Today, however, fast SRAMs have become much larger, less expensive, and require less board space. Because the number and cost of SRAMs for a reasonably-sized cache has dropped much more than the cost and board space for the comparators and control logic, it now makes sense to minimize the comparators and control logic and increase cache effectiveness by simply making the cache larger. Therefore, large, direct-mapped caches are generally preferable over smaller, associative caches when implementing the cache out of chips commonly available today.

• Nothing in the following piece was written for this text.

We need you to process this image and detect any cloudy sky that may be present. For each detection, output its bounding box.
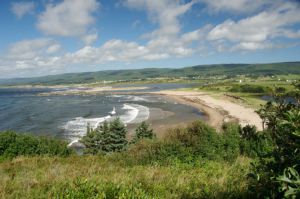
[0,0,300,78]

As fast 16Kx4 SRAM prices decrease, a 32-bit direct-mapped 64K cache for 16M-bytes of DRAM can be implemented with

only 10 SRAMs (eight data and two tag). It would make little sense to double the cost and board space to implement a twoway associative 64K cache, which requires 21 SRAMs (sixteen data and five tag 8Kx4 SRAMs) for a relatively small improvement in performance. If more performance is required, it is generally more cost-effective to increase the size of the cache rather than the level of associativity. Therefore, the typical cache implementation is direct-mapped.

#### Write Policies

Read accesses with a cache are relatively straightforward. When the data are found in the cache, they are used. When the data are not found in the cache, a DRAM cycle is performed.

The simplest write policy is called "Write-through". For every processor write-access, a DRAM write-cycle is performed to update the active bytes in DRAM so that the DRAM data are kept up-to-date. In addition, if the write location is found in the cache, the active bytes are also updated in the cache.

The processor write-accesses that update all 32-bits could always update the cache, whether or not the location was already contained in the cache. However, because all four cache bytes are always assumed to be valid, it is impossible to update the cache with a new location if the processor does a write-access with only some but not all bytes active. Therefore, most writethrough schemes will only update the cache if the cache already contained the location of the write-access.

A simple variation on write-through is "Buffered-write". Like writethrough, the DRAM is updated after every processor write-access. Unlike write-through, the DRAM write-access is buffered so that the processor and cache can immediately begin the next bus cycle. Usually, only one level of write-accesses can be buffered; if two consecutive writes are performed, the second write must wait until the first finishes. If, however, a write-access is followed by read-accesses and the data is found in the cache, then the processor read-accesses can occur while the DRAM is busy writing.

Buffered-write requires slightly more control logic and fully latched DRAM address and data buses. Because the majority of processor accesses are not writes, and because it can take the

cache a few clocks to update itself on a write-access, the performance gained by buffered-write is usually not worth the cost unless the DRAM response is relatively slow (such as a dualport DRAM which is in heavy use by other processors or DMA). The 386 internally buffers write-accesses so that the 386 can continue internal processing while a write bus cycle is in progress. By externally buffering writes, the 386 can also perform reads to the cache while a DRAM write cycle is in progress.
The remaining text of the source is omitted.